Ahead of the EIA report, the October contract was down 15.3 cents at $5.307/MMBtu, in part because of profit-taking after a surge over the three prior days that lifted futures to fresh 2021 highs.
Still, the prompt month fell further to around $5.290 when the EIA data was released at 10:30 a.m. ET. A half-hour later, futures crept back some but were still off 14.2 cents from the prior day at $5.318.
Participants on The Desk’s online energy platform Enelyst said the aftershocks of Hurricane Ida – cooling rains and flooding — appeared to impact demand during the covered week more than expected. That resulted in a solid increase in South Central storage, in addition to gains in the Midwest and East.
Prior to the report, a Wall Street Journal survey landed an average build estimate of 74 Bcf, with a range of 59 Bcf to 80 Bcf. A Reuters poll found injection estimates spanning from 59 Bcf to 85 Bcf, with a median of 77 Bcf.
NGI estimated a 72 Bcf increase for the report. The prior five-year average was an increase of 79 Bcf. For the comparable week a year earlier, EIA recorded a build of 86 Bcf.
Despite the initial response from traders, Bespoke Weather Services cautioned against reading too much into a single week’s result. The firm noted that injections have generally been light throughout the summer as scorching heat fueled elevated domestic cooling needs and robust demand for U.S. exports of liquefied natural gas (LNG). Buyers in Europe are paying a premium for U.S. LNG to address depleted stockpiles throughout that continent before winter.
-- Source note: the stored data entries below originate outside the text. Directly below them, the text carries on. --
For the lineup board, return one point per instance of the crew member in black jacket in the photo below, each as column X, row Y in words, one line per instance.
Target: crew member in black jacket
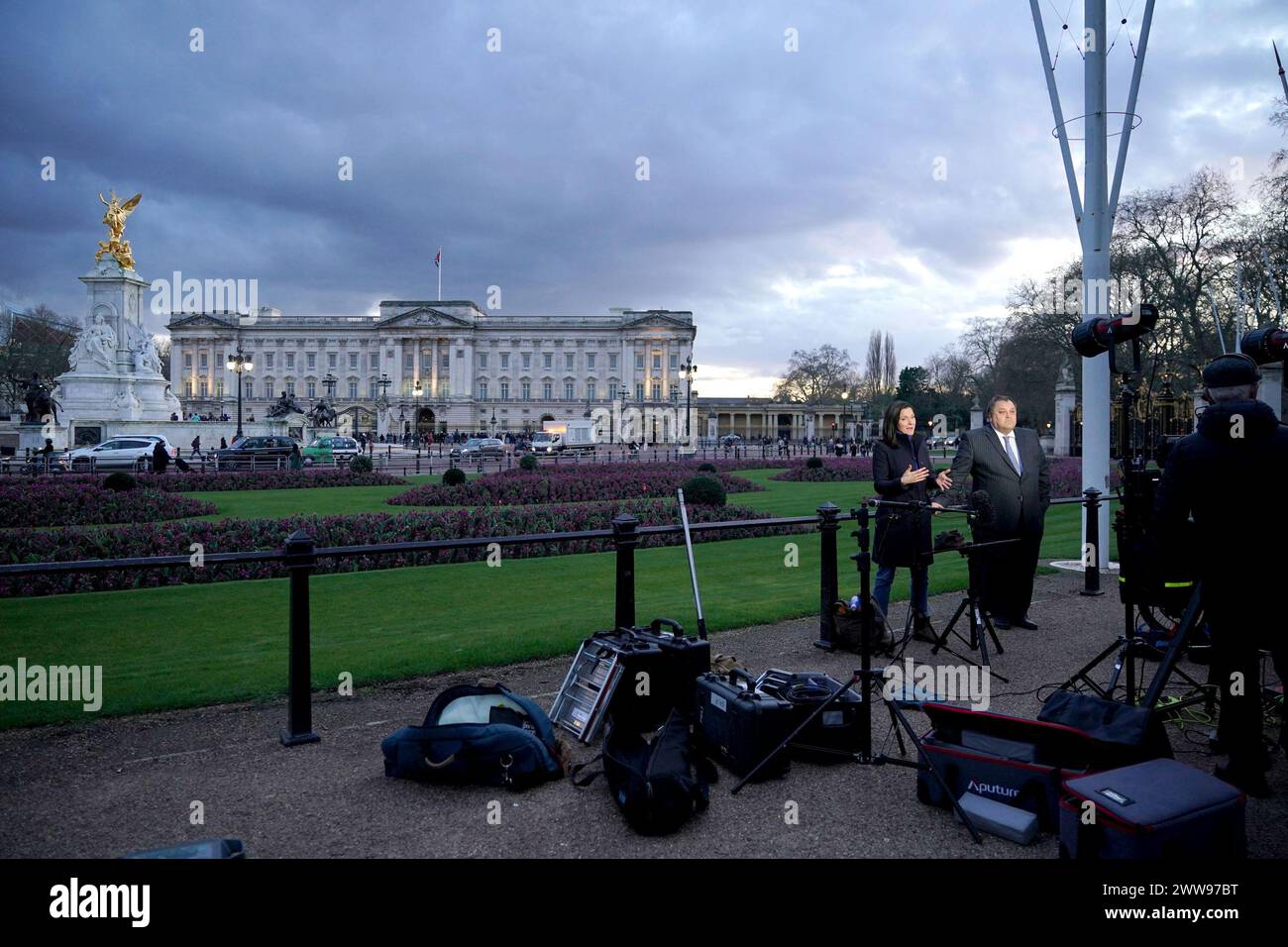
column 1240, row 549
column 902, row 474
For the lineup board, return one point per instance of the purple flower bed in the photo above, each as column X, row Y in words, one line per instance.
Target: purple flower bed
column 228, row 479
column 832, row 470
column 581, row 483
column 240, row 535
column 26, row 504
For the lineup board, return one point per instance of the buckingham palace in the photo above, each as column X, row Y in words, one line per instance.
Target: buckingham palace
column 433, row 367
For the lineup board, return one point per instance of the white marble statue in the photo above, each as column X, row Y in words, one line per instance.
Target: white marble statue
column 95, row 343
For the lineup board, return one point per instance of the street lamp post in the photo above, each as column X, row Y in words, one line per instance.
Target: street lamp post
column 240, row 363
column 688, row 368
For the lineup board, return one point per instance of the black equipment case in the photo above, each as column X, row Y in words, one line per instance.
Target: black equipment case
column 1008, row 759
column 1155, row 809
column 684, row 661
column 835, row 733
column 739, row 725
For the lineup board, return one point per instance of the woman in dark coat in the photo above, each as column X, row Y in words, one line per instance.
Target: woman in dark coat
column 902, row 474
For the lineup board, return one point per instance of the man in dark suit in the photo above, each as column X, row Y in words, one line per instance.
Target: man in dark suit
column 1009, row 464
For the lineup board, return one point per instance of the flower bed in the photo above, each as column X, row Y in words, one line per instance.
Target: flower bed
column 583, row 483
column 26, row 504
column 239, row 535
column 228, row 479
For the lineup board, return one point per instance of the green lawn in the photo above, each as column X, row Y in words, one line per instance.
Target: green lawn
column 188, row 646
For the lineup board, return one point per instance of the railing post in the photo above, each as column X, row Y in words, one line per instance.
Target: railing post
column 828, row 525
column 625, row 539
column 299, row 714
column 1091, row 554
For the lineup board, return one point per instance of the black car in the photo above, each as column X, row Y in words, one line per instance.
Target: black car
column 258, row 453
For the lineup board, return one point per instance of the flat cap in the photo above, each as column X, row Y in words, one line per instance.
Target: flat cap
column 1229, row 369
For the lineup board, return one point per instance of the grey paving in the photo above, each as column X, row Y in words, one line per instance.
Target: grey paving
column 116, row 785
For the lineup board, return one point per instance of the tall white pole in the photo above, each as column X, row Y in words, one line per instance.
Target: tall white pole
column 1095, row 231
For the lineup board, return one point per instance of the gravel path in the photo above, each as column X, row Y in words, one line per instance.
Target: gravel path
column 119, row 785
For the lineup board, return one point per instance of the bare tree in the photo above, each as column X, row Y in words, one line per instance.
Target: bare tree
column 816, row 376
Bespoke noted that the United States is on track to fall short of 3.5 Tcf of gas in storage by the close of October, when injections typically end. If the coming winter proves harsh, supplies could run low, the firm said. Worries about that possibility ignited the futures rally earlier this week.
“We do not feel this number tells us much, as some of the bigger build is still due to Ida’s impact,” Bespoke said of the EIA print. It is “not something the market is likely to view as a game-changer that solves the storage situation as we head toward the winter season.”
The build for the Sept. 10 week lifted inventories to 3,006 Bcf. That compared with the year-earlier level of 3,601 Bcf and the five-year average of 3,237 Bcf.
The Midwest and East regions led with builds of 34 Bcf and 29 Bcf, respectively, according to EIA.
The South Central build of 22 Bcf followed and included a 13 Bcf injection into nonsalt facilities and an increase of 9 Bcf into salts.
Mountain region stocks increased by 2 Bcf, while Pacific inventories fell by 3 Bcf.
Bespoke said U.S. gas buyers may need to drive up prices even further to slow LNG exports and keep more gas in the Lower 48. Analysts at both Morgan Stanley and Goldman Sachs have cautioned that natural gas futures could reach the $10.00 level this winter.
Analysts said if demand for natural gas remains elevated, it could galvanize some European countries to consume more oil-based products, such as diesel to fuel refineries, adding to upward pressure on crude prices as well.
The margins for refineries in Europe “are getting crushed when adding the price of natural gas to their fuel mix,” said analyst Scott Shelton of ICAP Technical Analysis.